What makes me ask? I am (re)reading essays in Get Real: Documentary Theatre Past and Present edited by Alison Forsyth and Chris Megson in preparation for writing up a chapter on mediatized verbatim (My case studies will be Annabel Soutar’s Seeds and 300 Tapes by Public Recordings.) Derek Paget in his contribution seeks to recap the “broken tradition” of documentary theatre. He makes the argument that naturalistic theatre traditions are more durable, more flexible and as a result more enduring over time. “Naturalistic theatrical forms can bend with the winds of social and cultural change, developing their reproduction of the believable social behaviours that continue to interest the bulk of theatre-going — and screen-watching– publics” (Paget 225). By contrast, non-naturalistic forms rise up to confront particular political circumstances. When those crises pass, the need for confrontational styles recedes. As a result those forms are discontinuous; each generation of theatre makers need to relearn the techniques.

This is all good. But the point where I got hung up was on the seemingly straightforward assumption that documentary theatre is non-naturalistic. (Boing! What?)
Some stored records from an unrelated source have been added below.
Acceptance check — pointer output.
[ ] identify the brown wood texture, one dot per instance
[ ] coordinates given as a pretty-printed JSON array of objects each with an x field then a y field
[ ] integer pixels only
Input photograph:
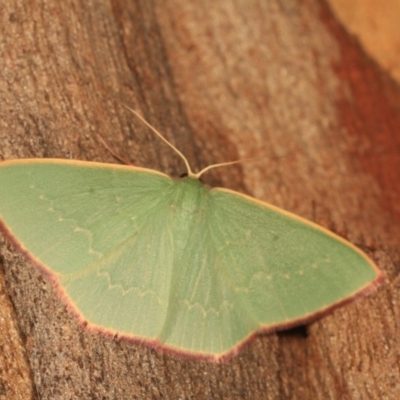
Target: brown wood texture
[{"x": 222, "y": 80}]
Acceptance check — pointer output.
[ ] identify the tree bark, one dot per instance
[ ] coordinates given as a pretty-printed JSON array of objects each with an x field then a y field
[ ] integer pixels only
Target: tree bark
[{"x": 222, "y": 81}]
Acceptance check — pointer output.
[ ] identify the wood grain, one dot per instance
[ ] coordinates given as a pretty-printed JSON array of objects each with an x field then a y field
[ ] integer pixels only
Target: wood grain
[{"x": 221, "y": 80}]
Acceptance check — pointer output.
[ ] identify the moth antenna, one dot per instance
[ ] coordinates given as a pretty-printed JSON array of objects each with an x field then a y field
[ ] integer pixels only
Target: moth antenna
[
  {"x": 225, "y": 164},
  {"x": 189, "y": 170}
]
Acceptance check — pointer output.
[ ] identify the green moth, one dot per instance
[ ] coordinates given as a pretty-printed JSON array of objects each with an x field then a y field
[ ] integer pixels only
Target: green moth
[{"x": 173, "y": 263}]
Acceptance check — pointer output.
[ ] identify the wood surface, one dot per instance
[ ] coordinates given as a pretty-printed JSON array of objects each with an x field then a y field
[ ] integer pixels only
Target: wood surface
[{"x": 280, "y": 80}]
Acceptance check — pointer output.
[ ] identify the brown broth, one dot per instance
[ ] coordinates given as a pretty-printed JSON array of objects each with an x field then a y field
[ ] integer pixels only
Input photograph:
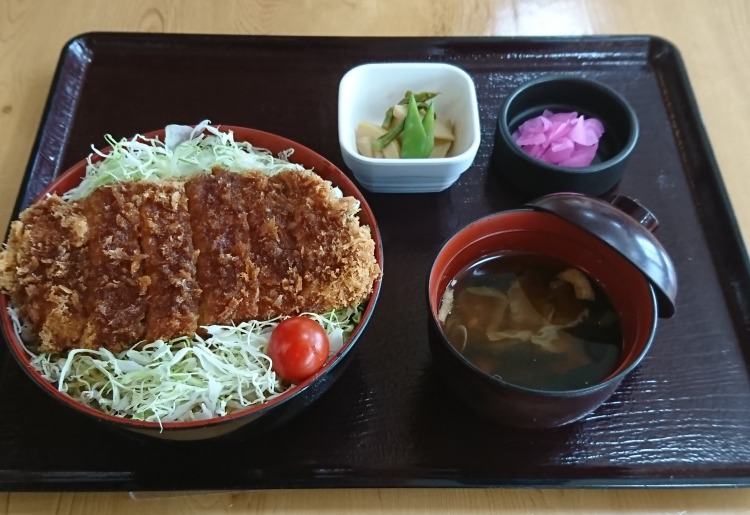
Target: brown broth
[{"x": 515, "y": 317}]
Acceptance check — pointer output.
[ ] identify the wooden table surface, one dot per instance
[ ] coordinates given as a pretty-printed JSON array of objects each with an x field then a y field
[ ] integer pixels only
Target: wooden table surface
[{"x": 714, "y": 39}]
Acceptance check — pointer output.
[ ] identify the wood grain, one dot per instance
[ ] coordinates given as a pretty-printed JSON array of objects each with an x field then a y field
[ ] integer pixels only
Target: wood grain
[{"x": 714, "y": 41}]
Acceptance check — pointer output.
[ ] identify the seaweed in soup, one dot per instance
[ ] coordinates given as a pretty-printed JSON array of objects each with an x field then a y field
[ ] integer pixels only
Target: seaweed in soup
[{"x": 534, "y": 321}]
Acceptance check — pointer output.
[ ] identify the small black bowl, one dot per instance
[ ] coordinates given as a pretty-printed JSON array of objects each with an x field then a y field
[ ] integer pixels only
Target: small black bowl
[{"x": 565, "y": 94}]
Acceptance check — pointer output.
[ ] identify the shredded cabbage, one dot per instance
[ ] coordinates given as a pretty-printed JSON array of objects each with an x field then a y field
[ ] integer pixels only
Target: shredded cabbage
[
  {"x": 185, "y": 152},
  {"x": 186, "y": 378}
]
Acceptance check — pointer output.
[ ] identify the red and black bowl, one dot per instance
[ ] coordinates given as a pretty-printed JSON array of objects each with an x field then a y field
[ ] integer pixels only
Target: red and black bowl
[
  {"x": 257, "y": 418},
  {"x": 610, "y": 246}
]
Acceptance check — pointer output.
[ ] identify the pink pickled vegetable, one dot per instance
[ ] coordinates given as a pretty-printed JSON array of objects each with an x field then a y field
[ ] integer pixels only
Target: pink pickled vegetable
[{"x": 564, "y": 139}]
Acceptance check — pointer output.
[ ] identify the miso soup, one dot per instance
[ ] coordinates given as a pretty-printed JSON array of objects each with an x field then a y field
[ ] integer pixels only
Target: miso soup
[{"x": 532, "y": 320}]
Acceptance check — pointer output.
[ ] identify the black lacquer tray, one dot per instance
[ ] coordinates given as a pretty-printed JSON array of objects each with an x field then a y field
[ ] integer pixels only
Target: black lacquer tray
[{"x": 682, "y": 419}]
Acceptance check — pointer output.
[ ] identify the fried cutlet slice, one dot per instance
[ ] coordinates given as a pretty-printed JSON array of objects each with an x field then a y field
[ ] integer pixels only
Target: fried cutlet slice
[
  {"x": 324, "y": 258},
  {"x": 274, "y": 249},
  {"x": 117, "y": 285},
  {"x": 43, "y": 268},
  {"x": 166, "y": 242},
  {"x": 225, "y": 273}
]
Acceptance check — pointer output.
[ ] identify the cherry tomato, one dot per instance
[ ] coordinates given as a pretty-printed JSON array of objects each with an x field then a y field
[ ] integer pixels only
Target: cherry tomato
[{"x": 298, "y": 347}]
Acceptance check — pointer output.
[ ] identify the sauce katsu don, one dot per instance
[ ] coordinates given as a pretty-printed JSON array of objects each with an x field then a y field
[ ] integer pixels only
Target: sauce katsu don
[{"x": 157, "y": 259}]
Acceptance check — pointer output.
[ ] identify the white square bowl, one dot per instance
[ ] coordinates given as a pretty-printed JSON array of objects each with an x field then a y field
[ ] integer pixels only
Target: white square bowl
[{"x": 367, "y": 91}]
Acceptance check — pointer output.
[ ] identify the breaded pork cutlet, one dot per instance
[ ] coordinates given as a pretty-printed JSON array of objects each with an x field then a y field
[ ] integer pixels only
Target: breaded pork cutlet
[
  {"x": 148, "y": 260},
  {"x": 43, "y": 269},
  {"x": 117, "y": 285},
  {"x": 166, "y": 241},
  {"x": 315, "y": 255},
  {"x": 225, "y": 272}
]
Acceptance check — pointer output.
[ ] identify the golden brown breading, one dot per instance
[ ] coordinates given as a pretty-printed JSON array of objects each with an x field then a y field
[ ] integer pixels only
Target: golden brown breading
[
  {"x": 154, "y": 260},
  {"x": 316, "y": 256},
  {"x": 227, "y": 276},
  {"x": 166, "y": 242},
  {"x": 117, "y": 284},
  {"x": 43, "y": 268}
]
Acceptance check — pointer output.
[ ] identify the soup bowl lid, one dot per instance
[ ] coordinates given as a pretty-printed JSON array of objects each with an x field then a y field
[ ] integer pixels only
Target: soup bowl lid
[{"x": 625, "y": 225}]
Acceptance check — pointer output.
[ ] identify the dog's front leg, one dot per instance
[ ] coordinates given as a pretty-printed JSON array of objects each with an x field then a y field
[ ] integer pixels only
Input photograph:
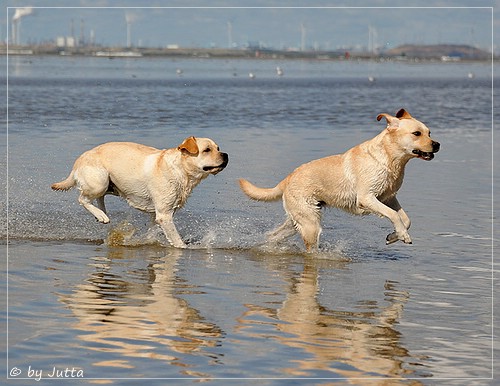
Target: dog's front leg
[
  {"x": 370, "y": 202},
  {"x": 166, "y": 221},
  {"x": 394, "y": 204}
]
On the one hand, there is no reason why this should be perplexing. Documentary theatre does not seek to create a fictive cosmos and so does not mimetically represent the world. The performers are figured more ‘speakers’ than characters, often addressing the audience directly and emphasizing their ‘presence’ as actors/documentarians. Stereotypically, the scenography of documentary theatre likewise tends to perform its own ‘invisibility.’ A stage with ‘neutral’ practical lighting, chairs, (sometimes music stands to hold the texts), featuring performers in street clothes (i.e., not costumes). When naturalistic vignettes are presented in this genre, they are episodic and spare. The (attempted) effacement of the frills of theatrical illusion is a targeted reality-effect that supports the impression of an authentic truth.

But… here’s where I boggle. Documentary theatre, which brings the thing itself to the stage — the text, the actual people, the site–does so with the intention of being as ‘real’ as possible. A goal that Émile Zola would uphold as laudable. The core characteristics of Zola’s naturalism limn a theatre that presents an illusion of reality through various strategies. Using scientific observation, the aim is to show things as they really are, focusing on environmental and socioeconomic factors that determine human behaviour. As Marvin Carlson notes, a key strategy of ‘high naturalism’ involved bringing actual real-world material to the stage. Carlson in his book Shattering Hamlet’s Mirror, in chapter after chapter, persistently puts theatre of the real on a continuum with historical realist practice/realism/naturalism. Now clearly, 21st-century postdramatic performances differ significantly from 19th-century naturalism, specifically in their mimetic engagement with the world. Naturalism presents ‘reality’ through illusion/representation. Real things are staged to be ‘other’ real things that are virtually identical. Theatres of the real attempt (impossibly) to short-circuit representation and stage the thing ‘raw’; real things remain themselves. The ontological use of ‘real’ material is different but the goals are the same. Certainly, documentary theatre is a realist form.

Grrr. I don’t know. Perhaps I am splitting semantic hairs here. But words do matter. Do we call Zola’s naturalism documentary? (The ‘document’ is the world. Like a photograph.) Do we call theatres of the real ‘realist’ without being ‘naturalistic’? ‘Realist’ but not ‘realism’?